Brasília, 24 (AE) - A indústria farmacêutica tem quatro meses - a contar de hoje - para incluir o nome genérico (denominação da principal substância usada na fórmula) em todas as embalagens e textos informativos dos medicamentos. Decreto do presidente Fernando Henrique Cardoso, publicado hoje no "Diário Oficial", regulamenta lei sancionada em fevereiro que criou a política de expansão no mercado dos remédios similares aos de marca, mas geralmente vendidos a preços inferiores.
A Lei nº 9.787, de fevereiro, determinava que o nome da substância principal aparecesse abaixo do nome comercial (de marca) em todas as embalagens, bulas, rótulos e material de propaganda ou informativo para os médicos. As letras usadas na para impressão do nome genérico devem corresponder à metade do tamanho usado para a marca. Atualmente o nome da substância principal tem 20% do tamanho do comercial.
Só hoje o governo baixou ato estabelecendo prazos para o cumprimento da lei. O presidente da Agência Nacional de Vigilância Sanitária (ANVS), Gonzalo Vecina Neto, disse que uma nova lista de medicamentos genéricos será divulgada nos próximos dias.

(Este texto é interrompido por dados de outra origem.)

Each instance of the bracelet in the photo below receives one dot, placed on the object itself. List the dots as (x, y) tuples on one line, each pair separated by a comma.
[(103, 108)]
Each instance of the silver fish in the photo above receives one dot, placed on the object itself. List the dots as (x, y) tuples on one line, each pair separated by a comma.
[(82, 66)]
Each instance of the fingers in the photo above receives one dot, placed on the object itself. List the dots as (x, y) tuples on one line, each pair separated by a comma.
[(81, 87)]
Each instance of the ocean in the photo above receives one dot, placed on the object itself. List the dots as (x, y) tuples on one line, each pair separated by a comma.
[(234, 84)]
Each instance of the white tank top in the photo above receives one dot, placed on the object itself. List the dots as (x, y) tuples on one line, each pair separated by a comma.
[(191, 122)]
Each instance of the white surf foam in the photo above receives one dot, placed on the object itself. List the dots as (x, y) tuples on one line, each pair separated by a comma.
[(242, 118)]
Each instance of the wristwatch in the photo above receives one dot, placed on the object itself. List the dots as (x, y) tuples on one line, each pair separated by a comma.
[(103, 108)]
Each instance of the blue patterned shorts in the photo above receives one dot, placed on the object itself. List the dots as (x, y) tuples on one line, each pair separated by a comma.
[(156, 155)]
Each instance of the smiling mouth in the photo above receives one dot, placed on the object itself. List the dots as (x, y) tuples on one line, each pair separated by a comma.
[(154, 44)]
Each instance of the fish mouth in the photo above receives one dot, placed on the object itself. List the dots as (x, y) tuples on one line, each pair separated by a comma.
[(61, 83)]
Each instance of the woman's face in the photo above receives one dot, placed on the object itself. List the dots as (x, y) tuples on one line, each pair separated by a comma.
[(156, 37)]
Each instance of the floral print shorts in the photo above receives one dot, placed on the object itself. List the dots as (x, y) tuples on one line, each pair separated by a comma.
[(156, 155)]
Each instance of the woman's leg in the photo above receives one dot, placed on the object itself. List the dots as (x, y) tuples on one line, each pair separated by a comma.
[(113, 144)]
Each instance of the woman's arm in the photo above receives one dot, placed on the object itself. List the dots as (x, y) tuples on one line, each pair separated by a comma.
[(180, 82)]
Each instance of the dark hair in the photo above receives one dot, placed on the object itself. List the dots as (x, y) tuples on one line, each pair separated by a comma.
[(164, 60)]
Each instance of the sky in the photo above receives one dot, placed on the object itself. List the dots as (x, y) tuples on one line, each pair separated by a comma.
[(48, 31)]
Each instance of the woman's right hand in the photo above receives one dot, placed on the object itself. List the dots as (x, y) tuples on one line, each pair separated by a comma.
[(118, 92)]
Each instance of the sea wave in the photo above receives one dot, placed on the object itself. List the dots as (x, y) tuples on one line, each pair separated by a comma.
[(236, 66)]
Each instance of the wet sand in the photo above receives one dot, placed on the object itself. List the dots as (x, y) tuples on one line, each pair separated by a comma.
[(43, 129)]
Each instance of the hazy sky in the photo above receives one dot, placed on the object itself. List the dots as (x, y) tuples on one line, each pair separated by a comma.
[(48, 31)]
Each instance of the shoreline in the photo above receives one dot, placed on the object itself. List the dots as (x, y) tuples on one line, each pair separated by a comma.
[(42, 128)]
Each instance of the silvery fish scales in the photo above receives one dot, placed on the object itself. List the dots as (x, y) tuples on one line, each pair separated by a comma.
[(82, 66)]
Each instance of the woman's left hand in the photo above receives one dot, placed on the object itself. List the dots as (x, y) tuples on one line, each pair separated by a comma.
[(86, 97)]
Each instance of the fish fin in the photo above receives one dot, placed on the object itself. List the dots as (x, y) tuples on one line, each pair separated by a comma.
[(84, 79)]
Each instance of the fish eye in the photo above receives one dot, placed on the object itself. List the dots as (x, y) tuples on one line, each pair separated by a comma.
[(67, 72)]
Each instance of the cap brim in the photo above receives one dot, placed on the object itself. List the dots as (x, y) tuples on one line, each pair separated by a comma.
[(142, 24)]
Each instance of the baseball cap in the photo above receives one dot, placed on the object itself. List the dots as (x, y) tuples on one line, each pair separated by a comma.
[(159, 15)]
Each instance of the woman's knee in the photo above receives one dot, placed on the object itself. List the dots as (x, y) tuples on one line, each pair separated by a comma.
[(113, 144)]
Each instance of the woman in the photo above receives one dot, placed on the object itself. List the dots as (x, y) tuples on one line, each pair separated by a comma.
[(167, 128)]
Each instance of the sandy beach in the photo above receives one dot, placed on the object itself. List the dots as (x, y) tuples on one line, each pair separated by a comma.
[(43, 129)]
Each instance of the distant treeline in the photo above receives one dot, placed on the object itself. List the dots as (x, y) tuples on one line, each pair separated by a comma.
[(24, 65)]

Os consumidores poderão ter acesso aos remédios similares aos de marca, mas Vecina acha que serão os hospitais conveniados ao Sistema Único de Saúde (SUS) os principais disseminadores dos produtos, pois a lei os obriga a comprar produtos genéricos. "A lei só vai pegar se houver quem compre e acho que os hospitais serão os grandes responsáveis pela nova opção do mercado", disse o presidente.
Cada genérico produzido será colocado nas farmácias com uma mensagem indicando ao consumidor que o produto é feito de acordo com a lei."Isso auxiliará a pessoa a identificar prontamente o remédio", explicou Vecina. "Além disso, o consumidor vai saber, com a indicação, que está adquirindo um produto igual ao original."
O decreto publicado hoje revoga um anterior, de 1993, que, diante da pressão dos laboratórios, revelou-se uma tentativa fracassada de impor uma política de genéricos. O decreto de 93 dizia que o nome genérico deveria ser maior do que o de marca, obrigava todos os hospitais a comprarem o produto genérico e permitia a venda fracionada de remédios. "Este decreto nunca foi colocado em prática", contou Vecina.